Im traurigen Hier und Jetzt
Ich bin im Zug, auf dem Weg zum Kibbuz Be’eri. Be’eri liegt im Otef Azzah, dem Gürtel an israelischen Bezirken, der sich um den Gaza-Streifen legt. Warum ich dorthin fahre? Weil ich eingeladen wurde. Weil ich in den Monaten seit Oktober zu allem ja sage. Und selbstredend zu einer Einladung aus dem Kibbuz Be’eri. Siebenundneunzig seiner Mitglieder wurden entweder am 7. Oktober oder in Geiselhaft ermordet, zehn weitere werden noch immer als Geiseln festgehalten. Verrotten in irgendeinem Tunnel.
Aber das ist nicht der einzige Grund. Etwas zieht mich dorthin. Was genau? Ich hoffe, dass mir das unterwegs klarwerden wird.

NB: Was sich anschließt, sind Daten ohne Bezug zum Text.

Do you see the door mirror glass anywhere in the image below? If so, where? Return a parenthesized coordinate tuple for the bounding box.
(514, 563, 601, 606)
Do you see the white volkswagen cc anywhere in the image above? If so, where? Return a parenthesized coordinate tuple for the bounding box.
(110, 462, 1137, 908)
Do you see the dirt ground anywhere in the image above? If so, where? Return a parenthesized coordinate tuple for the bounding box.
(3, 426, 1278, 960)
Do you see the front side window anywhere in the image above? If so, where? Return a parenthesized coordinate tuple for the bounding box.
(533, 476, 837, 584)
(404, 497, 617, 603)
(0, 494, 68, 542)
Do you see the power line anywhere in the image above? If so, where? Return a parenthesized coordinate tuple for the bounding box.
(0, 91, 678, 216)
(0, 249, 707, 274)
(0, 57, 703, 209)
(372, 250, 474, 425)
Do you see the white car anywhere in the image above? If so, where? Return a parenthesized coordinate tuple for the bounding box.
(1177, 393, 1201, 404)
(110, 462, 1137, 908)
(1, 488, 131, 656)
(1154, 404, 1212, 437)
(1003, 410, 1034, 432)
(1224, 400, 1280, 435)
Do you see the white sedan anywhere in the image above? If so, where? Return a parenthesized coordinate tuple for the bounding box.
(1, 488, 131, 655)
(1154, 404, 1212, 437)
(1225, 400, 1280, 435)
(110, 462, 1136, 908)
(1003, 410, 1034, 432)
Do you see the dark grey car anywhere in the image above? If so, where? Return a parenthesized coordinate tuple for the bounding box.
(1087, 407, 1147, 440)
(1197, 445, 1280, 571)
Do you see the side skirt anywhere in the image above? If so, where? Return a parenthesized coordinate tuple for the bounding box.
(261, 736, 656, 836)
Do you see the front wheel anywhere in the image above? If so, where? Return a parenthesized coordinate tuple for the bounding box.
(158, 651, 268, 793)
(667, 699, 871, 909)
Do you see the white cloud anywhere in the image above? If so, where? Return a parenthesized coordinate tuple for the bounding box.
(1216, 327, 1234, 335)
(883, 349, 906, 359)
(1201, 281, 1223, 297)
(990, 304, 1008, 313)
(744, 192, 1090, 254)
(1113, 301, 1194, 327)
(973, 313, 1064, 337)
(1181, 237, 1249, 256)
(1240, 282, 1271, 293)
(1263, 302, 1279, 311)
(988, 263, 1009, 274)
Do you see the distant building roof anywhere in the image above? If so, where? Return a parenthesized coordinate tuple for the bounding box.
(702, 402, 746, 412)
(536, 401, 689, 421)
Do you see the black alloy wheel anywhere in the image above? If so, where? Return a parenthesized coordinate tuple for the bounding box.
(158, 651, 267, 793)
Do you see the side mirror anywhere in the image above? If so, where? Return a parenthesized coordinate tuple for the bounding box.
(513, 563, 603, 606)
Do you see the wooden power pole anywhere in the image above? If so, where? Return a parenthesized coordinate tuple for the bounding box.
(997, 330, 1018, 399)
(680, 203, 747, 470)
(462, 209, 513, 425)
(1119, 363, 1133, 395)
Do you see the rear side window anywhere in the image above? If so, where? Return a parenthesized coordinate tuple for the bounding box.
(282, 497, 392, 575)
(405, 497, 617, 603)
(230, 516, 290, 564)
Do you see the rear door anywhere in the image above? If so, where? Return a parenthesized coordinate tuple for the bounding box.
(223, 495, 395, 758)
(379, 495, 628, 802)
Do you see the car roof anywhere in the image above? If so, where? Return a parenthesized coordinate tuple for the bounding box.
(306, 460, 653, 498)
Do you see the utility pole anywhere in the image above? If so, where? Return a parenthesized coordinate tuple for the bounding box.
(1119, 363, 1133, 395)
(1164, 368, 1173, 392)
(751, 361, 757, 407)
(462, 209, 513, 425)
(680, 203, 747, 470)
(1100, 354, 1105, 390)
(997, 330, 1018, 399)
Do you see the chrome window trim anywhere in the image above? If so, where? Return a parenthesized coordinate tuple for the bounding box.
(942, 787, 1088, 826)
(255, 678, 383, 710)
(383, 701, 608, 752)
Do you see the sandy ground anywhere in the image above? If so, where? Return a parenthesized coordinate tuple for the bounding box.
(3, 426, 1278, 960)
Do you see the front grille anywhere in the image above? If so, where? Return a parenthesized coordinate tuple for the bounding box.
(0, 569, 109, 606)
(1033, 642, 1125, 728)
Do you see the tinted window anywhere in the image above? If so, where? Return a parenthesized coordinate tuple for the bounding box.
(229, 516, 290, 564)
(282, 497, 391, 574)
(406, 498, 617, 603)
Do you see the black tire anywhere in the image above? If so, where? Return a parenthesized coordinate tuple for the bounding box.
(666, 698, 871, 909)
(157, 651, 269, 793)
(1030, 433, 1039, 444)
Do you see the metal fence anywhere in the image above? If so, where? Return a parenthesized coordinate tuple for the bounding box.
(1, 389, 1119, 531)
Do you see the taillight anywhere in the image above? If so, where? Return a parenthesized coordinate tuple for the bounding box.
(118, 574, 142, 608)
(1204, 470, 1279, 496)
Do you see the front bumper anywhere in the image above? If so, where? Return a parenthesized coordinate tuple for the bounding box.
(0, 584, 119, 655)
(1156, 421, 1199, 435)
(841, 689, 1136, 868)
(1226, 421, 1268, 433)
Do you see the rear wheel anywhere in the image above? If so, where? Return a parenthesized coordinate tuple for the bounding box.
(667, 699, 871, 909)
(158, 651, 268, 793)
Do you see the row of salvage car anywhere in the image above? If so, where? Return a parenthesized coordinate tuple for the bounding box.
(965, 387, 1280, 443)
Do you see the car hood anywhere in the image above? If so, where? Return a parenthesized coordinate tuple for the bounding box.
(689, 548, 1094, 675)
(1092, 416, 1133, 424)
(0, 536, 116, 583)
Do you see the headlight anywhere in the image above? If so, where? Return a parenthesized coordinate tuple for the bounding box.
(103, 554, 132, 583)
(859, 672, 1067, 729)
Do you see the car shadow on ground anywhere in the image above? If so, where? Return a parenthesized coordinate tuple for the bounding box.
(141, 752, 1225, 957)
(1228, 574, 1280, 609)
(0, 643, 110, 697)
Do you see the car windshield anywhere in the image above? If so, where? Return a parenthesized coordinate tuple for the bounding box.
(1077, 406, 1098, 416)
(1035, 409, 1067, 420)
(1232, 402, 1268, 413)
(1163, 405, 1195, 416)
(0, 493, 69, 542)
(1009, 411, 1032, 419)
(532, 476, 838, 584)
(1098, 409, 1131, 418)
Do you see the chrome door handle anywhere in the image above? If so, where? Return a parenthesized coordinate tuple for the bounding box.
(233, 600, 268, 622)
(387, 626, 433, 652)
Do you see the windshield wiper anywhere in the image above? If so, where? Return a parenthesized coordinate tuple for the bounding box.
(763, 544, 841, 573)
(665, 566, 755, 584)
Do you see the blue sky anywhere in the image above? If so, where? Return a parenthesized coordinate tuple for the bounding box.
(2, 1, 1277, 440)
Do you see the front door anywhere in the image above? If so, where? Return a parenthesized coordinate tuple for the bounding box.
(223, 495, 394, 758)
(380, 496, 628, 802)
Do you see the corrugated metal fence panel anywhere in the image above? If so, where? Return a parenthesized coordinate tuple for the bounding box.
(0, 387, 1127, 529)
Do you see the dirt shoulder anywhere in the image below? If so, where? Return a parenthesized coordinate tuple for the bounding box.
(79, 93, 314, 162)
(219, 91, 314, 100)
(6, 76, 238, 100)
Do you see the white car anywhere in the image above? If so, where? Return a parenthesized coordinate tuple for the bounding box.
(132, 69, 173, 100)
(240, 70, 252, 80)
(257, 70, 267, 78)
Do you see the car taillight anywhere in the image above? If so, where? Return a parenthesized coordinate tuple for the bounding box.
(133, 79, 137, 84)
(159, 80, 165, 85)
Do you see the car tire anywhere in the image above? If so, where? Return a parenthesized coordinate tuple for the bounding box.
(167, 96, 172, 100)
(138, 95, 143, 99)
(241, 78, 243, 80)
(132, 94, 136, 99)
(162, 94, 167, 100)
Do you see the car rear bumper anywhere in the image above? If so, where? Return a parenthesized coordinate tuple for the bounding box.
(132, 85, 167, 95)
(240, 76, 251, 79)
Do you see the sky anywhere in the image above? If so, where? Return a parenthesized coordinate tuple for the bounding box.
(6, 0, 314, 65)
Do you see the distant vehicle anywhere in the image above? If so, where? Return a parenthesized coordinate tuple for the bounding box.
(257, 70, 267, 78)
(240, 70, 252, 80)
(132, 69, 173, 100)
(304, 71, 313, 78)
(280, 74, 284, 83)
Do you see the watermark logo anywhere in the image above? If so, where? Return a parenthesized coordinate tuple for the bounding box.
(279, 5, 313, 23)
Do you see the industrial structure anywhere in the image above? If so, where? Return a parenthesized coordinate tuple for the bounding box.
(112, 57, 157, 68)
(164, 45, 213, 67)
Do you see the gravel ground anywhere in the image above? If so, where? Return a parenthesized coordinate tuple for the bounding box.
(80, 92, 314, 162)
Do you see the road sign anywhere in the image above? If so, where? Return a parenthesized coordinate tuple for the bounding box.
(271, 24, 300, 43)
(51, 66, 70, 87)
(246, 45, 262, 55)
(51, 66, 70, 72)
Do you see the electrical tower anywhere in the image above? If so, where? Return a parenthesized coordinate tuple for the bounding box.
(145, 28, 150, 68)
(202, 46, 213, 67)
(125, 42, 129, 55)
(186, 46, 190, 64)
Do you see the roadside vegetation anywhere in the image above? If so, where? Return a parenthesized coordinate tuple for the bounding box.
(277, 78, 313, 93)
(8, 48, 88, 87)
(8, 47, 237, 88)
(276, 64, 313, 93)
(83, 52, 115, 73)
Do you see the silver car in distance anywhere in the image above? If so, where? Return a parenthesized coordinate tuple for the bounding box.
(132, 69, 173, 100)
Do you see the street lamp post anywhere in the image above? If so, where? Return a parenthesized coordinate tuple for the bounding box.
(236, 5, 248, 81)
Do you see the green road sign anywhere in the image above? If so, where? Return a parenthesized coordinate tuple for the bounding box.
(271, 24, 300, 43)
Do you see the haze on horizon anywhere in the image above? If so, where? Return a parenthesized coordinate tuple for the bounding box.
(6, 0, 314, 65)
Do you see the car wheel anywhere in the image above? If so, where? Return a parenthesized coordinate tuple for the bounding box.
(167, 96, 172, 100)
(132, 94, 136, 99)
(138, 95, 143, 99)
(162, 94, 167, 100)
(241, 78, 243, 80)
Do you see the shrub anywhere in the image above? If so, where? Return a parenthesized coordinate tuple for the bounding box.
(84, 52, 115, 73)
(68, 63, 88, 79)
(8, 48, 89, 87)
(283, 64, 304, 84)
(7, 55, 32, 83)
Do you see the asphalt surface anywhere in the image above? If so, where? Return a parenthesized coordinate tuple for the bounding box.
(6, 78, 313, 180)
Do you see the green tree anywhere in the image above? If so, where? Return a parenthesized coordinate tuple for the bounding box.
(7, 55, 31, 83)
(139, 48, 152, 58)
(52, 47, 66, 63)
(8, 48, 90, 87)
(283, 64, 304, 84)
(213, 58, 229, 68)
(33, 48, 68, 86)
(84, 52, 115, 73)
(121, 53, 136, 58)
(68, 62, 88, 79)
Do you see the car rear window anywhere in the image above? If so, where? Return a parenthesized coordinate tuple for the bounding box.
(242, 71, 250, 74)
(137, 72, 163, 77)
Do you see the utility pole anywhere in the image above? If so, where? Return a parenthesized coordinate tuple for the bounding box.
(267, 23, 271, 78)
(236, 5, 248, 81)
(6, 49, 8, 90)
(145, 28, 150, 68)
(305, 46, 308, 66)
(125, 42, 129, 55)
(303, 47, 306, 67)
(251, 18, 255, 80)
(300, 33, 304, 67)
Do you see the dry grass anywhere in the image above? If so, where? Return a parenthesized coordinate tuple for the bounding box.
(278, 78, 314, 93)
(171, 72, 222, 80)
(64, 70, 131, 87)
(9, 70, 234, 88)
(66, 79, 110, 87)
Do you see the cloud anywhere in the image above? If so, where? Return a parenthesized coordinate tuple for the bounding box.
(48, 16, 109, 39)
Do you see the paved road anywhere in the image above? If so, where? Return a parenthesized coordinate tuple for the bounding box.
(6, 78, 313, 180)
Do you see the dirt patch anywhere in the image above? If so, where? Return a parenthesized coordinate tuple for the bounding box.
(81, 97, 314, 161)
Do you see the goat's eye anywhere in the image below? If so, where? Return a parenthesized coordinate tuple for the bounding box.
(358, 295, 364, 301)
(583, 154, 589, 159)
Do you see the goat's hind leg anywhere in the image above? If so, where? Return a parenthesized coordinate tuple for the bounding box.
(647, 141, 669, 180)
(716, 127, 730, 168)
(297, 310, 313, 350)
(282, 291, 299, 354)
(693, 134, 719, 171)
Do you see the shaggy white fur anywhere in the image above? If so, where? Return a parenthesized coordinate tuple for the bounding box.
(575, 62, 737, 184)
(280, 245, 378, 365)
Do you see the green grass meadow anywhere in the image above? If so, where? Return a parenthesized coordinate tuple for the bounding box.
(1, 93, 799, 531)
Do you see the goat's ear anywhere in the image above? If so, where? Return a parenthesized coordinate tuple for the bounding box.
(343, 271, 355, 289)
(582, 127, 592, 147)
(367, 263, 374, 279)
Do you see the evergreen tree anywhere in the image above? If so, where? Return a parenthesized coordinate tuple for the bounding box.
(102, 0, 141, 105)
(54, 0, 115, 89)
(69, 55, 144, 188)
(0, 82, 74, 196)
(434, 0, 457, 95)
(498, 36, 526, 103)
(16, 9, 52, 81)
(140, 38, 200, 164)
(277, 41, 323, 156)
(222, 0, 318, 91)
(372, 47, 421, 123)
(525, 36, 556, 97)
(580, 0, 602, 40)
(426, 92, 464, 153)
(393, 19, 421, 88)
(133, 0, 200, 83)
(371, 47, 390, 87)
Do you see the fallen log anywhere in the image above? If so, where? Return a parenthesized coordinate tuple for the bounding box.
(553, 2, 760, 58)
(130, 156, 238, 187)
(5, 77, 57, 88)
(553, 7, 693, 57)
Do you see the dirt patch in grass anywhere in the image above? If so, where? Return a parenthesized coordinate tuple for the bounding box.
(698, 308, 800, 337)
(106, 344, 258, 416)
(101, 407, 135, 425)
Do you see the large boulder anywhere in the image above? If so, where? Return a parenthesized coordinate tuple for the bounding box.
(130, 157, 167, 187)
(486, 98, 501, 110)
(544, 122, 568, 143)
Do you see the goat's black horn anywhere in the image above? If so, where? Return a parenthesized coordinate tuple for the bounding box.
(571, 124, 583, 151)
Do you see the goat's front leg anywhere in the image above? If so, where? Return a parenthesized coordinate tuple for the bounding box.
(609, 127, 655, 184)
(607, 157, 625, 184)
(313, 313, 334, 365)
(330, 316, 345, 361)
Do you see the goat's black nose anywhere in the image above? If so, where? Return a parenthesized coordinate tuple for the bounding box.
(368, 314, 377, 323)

Normalerweise sind Zugfahrten in Israel die beste Gelegenheit, um mich für meine Geschichten inspirieren zu lassen. Die Leute reden unüberhörbar laut am Handy, und alles, was man tun muss, ist zu lauschen: Beziehungsdramen in Echtzeit, Erbstreitigkeiten, Kindheitserinnerungen. An normalen Tagen ist es eine echte Goldmine – aber nicht in Kriegstagen. In Kriegstagen ist es still im Waggon. Alle sind in ihre eigenen Sorgen versunken. Und je weiter der Zug in den Süden fährt und sich den Kampfgebieten nähert, desto leerer werden die Abteile. Bis an der Endhaltestelle nur noch zwei Soldaten und ich aussteigen.